I jump at a sudden touch on my shoulder, but relax quickly as I turn to see Rey's small and kind frame. "Oh hey," I say, placing my hand against my chest, trying to calm my heartbeat. She gives me an apologetic smile, glancing around at everyone celebrating. She didn't seem to be in the celebrating mood either. It must have been difficult for her to watch not only Ben kill my dad, but hurt Finn and I as well. I wrap a comforting arm around her shoulders pulling her closer to me. She wasn't in this alone, just like I wasn't. We had each other. She brings her hand up to grasp my own, and gives it a gentle squeeze. It was nice having people around me I care about, even if it was just for tonight. Tomorrow, we would have a memorial for my father, I would watch Rey leave, and we would go back to fighting a war. There was never time in the midst of a war to mourn, to relax, it was only small moments like these that we could.

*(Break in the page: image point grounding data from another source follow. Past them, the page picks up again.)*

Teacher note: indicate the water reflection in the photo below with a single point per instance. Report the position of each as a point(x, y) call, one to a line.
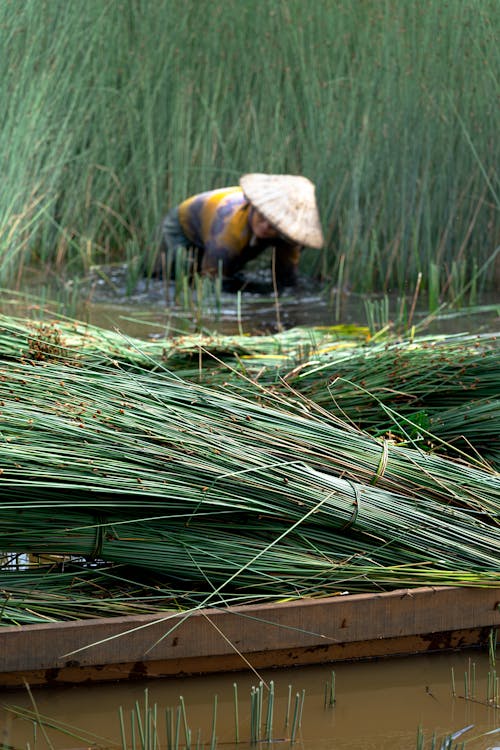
point(379, 705)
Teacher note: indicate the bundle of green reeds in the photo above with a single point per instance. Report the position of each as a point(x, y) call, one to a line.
point(432, 387)
point(111, 431)
point(60, 340)
point(446, 388)
point(33, 592)
point(215, 490)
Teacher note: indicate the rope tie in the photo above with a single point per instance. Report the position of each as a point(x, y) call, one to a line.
point(357, 506)
point(99, 538)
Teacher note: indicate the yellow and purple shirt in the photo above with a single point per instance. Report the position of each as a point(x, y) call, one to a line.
point(218, 223)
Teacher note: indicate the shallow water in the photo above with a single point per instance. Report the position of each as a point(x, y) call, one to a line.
point(151, 309)
point(378, 705)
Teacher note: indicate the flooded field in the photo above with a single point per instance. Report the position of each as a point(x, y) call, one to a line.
point(378, 706)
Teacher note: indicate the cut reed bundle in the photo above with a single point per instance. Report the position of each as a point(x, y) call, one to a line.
point(77, 591)
point(386, 542)
point(68, 340)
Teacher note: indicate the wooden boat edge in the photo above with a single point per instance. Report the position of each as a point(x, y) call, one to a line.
point(306, 631)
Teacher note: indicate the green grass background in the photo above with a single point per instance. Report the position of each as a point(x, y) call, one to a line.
point(114, 110)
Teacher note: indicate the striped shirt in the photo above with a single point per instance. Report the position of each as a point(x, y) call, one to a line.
point(218, 223)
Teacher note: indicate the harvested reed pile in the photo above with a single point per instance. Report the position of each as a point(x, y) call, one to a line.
point(109, 431)
point(445, 388)
point(441, 392)
point(216, 491)
point(243, 491)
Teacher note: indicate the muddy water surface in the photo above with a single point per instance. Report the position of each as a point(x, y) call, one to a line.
point(378, 706)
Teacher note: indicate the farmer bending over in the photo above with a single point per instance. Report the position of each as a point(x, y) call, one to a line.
point(230, 226)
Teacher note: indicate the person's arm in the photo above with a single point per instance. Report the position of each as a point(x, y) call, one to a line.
point(287, 264)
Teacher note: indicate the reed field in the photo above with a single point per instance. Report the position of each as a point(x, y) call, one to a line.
point(114, 111)
point(139, 463)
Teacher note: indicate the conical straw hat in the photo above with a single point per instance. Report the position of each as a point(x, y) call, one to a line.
point(289, 203)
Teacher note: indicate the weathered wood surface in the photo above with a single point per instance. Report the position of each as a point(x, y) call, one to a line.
point(301, 632)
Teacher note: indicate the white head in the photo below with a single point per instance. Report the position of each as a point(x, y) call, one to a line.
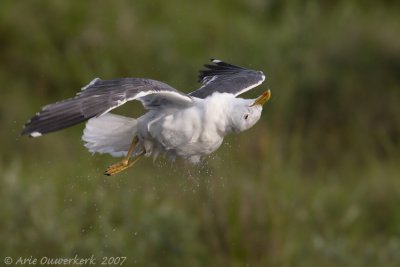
point(247, 112)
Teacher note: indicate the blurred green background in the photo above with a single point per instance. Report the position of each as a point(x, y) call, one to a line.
point(315, 183)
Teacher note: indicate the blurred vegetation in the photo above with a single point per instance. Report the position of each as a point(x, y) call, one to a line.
point(315, 183)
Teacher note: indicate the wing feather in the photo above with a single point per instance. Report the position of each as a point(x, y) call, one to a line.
point(99, 97)
point(226, 78)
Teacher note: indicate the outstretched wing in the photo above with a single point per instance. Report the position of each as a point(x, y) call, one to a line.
point(226, 78)
point(99, 97)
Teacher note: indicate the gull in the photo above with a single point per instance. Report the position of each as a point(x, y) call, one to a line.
point(176, 124)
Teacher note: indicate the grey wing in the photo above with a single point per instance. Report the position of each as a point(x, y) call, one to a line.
point(226, 78)
point(99, 97)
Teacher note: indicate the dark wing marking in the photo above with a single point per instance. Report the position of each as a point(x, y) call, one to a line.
point(226, 78)
point(99, 97)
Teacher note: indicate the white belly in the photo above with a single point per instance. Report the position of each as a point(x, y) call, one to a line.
point(182, 133)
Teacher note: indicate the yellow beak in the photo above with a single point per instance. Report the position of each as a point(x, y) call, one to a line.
point(262, 99)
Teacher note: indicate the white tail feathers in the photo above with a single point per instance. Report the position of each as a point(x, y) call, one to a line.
point(109, 133)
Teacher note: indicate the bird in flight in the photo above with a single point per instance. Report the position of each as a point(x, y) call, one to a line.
point(175, 124)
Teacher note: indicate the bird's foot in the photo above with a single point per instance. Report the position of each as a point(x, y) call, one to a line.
point(122, 165)
point(116, 168)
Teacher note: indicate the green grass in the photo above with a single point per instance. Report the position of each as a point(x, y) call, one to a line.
point(314, 183)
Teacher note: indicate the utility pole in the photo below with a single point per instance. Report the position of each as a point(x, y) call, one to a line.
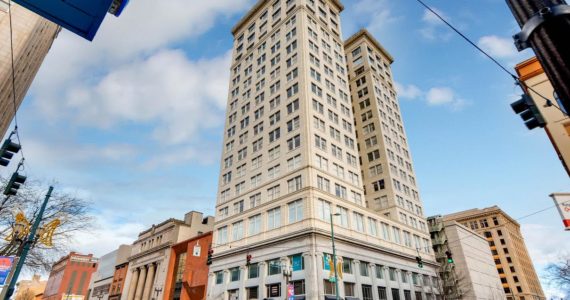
point(545, 26)
point(334, 256)
point(28, 242)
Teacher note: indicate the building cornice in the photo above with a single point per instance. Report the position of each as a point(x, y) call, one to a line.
point(262, 3)
point(324, 233)
point(364, 34)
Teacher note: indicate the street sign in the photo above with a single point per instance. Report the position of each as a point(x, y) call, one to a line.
point(290, 292)
point(5, 267)
point(197, 250)
point(562, 201)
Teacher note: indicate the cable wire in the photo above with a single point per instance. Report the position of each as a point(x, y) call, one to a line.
point(517, 79)
point(14, 83)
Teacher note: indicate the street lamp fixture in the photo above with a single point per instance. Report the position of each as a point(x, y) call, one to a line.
point(334, 255)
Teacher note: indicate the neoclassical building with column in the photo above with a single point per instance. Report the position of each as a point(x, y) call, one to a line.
point(148, 263)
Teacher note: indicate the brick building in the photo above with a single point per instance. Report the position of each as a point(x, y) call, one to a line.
point(187, 270)
point(70, 277)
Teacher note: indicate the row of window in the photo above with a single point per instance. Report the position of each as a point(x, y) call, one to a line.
point(371, 226)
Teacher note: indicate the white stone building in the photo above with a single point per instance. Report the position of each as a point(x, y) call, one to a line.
point(291, 159)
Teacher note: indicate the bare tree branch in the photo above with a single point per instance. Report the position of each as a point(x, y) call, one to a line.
point(72, 211)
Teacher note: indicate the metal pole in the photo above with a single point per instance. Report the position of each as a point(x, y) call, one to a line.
point(549, 41)
point(334, 258)
point(28, 245)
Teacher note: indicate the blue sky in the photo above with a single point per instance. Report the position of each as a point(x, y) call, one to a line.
point(134, 120)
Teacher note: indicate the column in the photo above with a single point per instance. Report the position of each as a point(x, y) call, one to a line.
point(140, 284)
point(311, 286)
point(386, 271)
point(133, 284)
point(319, 271)
point(242, 277)
point(374, 282)
point(284, 279)
point(262, 275)
point(149, 282)
point(358, 284)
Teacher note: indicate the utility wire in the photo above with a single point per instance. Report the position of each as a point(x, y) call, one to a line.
point(14, 85)
point(517, 80)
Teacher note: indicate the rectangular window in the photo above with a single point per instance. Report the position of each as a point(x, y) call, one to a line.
point(294, 184)
point(366, 292)
point(273, 218)
point(295, 211)
point(234, 274)
point(254, 225)
point(253, 271)
point(324, 210)
point(219, 277)
point(223, 235)
point(274, 267)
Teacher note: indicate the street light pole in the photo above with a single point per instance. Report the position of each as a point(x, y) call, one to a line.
point(334, 255)
point(27, 245)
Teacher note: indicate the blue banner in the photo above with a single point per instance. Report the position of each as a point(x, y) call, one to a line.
point(5, 267)
point(297, 263)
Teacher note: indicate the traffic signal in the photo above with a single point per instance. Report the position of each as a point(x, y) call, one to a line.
point(14, 184)
point(7, 151)
point(449, 257)
point(209, 260)
point(420, 261)
point(529, 112)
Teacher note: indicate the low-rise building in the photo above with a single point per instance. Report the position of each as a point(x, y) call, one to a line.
point(150, 255)
point(70, 277)
point(504, 237)
point(188, 270)
point(472, 274)
point(101, 281)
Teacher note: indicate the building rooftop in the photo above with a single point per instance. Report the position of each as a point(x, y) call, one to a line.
point(365, 34)
point(477, 212)
point(259, 5)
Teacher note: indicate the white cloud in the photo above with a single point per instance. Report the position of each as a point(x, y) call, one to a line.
point(433, 27)
point(439, 96)
point(408, 91)
point(128, 75)
point(182, 96)
point(498, 47)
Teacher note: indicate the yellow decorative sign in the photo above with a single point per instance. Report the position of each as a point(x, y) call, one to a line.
point(22, 227)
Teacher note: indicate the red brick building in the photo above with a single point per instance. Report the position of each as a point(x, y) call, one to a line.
point(187, 270)
point(70, 277)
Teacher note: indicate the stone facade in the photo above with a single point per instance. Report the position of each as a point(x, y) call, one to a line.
point(291, 160)
point(33, 37)
point(504, 237)
point(70, 277)
point(472, 275)
point(148, 263)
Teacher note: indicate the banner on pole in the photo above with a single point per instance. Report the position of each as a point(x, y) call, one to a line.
point(5, 267)
point(562, 201)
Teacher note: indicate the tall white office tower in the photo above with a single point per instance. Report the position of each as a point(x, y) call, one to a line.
point(291, 161)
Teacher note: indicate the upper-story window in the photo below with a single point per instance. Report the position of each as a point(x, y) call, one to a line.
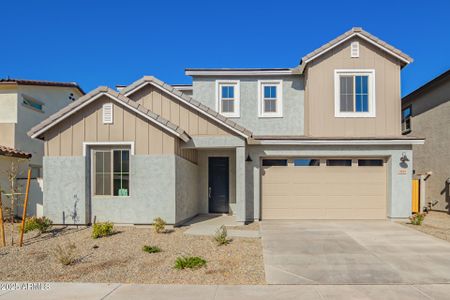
point(406, 120)
point(354, 93)
point(270, 98)
point(227, 94)
point(32, 103)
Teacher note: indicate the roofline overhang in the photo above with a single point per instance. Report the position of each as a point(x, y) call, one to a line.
point(37, 134)
point(223, 123)
point(337, 142)
point(237, 72)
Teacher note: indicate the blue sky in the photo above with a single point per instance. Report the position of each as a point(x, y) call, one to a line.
point(116, 42)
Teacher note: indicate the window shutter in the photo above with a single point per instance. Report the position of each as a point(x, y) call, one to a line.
point(354, 49)
point(107, 113)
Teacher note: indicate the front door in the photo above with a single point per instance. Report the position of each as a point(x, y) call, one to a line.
point(218, 185)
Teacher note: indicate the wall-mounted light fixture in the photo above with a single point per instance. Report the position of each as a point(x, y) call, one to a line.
point(404, 158)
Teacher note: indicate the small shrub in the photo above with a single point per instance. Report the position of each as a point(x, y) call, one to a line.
point(65, 254)
point(43, 224)
point(191, 262)
point(151, 249)
point(160, 225)
point(417, 219)
point(221, 236)
point(102, 229)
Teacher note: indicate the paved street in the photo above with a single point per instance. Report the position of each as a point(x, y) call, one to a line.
point(88, 291)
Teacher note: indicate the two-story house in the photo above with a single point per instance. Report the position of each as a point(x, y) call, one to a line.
point(24, 104)
point(321, 140)
point(426, 113)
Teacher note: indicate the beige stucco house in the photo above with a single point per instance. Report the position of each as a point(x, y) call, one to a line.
point(321, 140)
point(24, 104)
point(426, 113)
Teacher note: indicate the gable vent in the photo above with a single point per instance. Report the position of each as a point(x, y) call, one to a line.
point(107, 113)
point(354, 49)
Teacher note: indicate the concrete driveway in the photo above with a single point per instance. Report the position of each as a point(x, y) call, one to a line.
point(352, 252)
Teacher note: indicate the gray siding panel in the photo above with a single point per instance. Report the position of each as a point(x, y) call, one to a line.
point(292, 122)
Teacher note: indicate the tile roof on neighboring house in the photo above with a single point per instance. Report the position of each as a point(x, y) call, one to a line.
point(188, 100)
point(54, 119)
point(41, 83)
point(355, 31)
point(10, 152)
point(441, 78)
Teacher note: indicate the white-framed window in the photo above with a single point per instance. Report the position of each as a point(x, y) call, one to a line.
point(270, 95)
point(111, 172)
point(32, 103)
point(228, 98)
point(354, 93)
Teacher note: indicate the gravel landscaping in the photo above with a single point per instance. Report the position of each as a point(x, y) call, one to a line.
point(436, 224)
point(120, 258)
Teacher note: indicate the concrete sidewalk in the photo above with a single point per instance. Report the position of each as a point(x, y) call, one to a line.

I look back at the crowd and focus my eyes on Poe who is caught up laughing with Snap. A tired smile reaches my lips, and I swallow back the lump in my throat. My dad should be here, at my side, laughing along with us. He should be with Poe getting to know him, getting to know the man I hoped to be with forever. "I'm sorry about your dad," Rey says quietly and I remove my arm from her to turn to look at her. Her eyes are misty as she looks into my own. She felt regret, and pain after what has happened, I suppose she thought she should have stopped Ben. She was wrong. It was I who was supposed to save my father, to destroy Ben. I was too weak.

"Don't be," my voice shakes, "there's nothing that could have been done,". Before she can say anything else to me I avoid her eyes, "I- I'm going to the restroom,". I turn away from her before she can stop me, and push my feet as fast as I can away from the party. I wasn't sure where my feet were taking me at first, but realization soon hit me as my father's ship came into my view. I check behind me to see if anyone has followed me, but I don't see or hear anybody. I continue my walk towards the ship and stop right in front of it. Usually, when I was upset I would climb on top ships, or in trees, but as I bring my now nub of a hand up to look at it I realize that was something I could no longer do. Not until I got my replacement robotic hand.